"Naughty!" cried Bindle, wagging an admonitory finger at her. "If I——"
"Stop it!" she cried, jumping up, and making a dash for the fire, which she proceeded to poke into extinction.
Meanwhile, Bindle had stopped it, seizing the opportunity whilst Mrs. Bindle was engaged with the fire, to slip out to The Yellow Ostrich.
II
"Looks a bit lonely, don't it?" Bindle gazed about him doubtfully.
"What did you expect in the country?" snapped Mrs. Bindle.
"Well, a tram or a bus would make it look more 'ome-like."
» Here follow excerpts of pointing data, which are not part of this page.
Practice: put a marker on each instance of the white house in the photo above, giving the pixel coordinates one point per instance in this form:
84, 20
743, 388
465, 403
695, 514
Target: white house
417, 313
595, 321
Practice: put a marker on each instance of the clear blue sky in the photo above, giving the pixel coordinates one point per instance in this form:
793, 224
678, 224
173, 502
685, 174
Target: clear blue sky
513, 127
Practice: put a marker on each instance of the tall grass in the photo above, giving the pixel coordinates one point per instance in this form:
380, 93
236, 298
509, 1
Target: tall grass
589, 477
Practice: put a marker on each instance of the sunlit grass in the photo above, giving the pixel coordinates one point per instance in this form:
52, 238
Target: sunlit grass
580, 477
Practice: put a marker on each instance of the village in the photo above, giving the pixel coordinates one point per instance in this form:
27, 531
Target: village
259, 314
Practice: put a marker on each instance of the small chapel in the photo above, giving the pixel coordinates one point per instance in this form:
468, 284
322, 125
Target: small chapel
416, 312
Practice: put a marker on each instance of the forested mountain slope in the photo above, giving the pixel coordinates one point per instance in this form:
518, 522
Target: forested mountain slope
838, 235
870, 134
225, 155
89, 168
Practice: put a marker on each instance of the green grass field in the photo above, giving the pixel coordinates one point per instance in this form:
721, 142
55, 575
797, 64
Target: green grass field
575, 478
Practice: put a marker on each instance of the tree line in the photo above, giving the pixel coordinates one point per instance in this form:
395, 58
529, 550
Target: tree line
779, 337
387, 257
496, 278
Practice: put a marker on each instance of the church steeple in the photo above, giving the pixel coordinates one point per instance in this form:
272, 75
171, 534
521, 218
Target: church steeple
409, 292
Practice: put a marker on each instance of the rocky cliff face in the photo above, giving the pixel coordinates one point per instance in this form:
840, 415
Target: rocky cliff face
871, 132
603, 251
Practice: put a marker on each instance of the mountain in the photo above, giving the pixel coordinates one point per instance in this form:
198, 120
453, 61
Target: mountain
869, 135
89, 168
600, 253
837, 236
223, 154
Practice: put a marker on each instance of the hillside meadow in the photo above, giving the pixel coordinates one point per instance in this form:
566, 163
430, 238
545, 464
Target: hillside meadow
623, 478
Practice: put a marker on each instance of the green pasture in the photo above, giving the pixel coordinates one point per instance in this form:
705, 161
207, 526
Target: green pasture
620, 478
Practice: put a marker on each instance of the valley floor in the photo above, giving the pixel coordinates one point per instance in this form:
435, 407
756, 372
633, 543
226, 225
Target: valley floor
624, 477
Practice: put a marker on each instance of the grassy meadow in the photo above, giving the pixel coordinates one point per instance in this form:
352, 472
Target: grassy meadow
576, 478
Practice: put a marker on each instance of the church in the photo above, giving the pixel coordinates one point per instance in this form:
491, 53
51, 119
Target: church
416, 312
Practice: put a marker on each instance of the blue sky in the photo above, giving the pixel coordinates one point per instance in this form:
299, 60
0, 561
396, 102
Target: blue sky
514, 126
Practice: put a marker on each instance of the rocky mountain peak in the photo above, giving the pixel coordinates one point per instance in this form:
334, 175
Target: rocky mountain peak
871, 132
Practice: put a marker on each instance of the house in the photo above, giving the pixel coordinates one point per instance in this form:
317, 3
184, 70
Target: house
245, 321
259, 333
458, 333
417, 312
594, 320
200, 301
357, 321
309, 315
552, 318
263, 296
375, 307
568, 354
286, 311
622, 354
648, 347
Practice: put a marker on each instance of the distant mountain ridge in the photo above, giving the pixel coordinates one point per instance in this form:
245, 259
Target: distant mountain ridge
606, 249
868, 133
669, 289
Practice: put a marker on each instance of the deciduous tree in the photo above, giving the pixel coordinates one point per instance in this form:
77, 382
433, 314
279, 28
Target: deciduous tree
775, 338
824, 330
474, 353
The Bindles were standing on the down platform of Boxton Station surrounded by their luggage. There was a Japanese basket bursting to reveal its contents, a large cardboard hat-box, a small leather bag without a handle and tied round the middle with string to reinforce a dubious fastening. There was a string-bag blatantly confessing to its heterogeneous contents, and a roll of blankets, through the centre of which poked Mrs. Bindle's second-best umbrella, with a travesty of a parrot's head for a handle.
There was a small deal box without a lid and marked "Tate's Sugar," and a frying-pan done up in newspaper, but still obviously a frying-pan. Finally there was a small tin-bath, full to overflowing, and covered by a faded maroon-coloured table-cover that had seen better days.
Bindle looked down ruefully at the litter of possessions that formed an oasis on a desert of platform.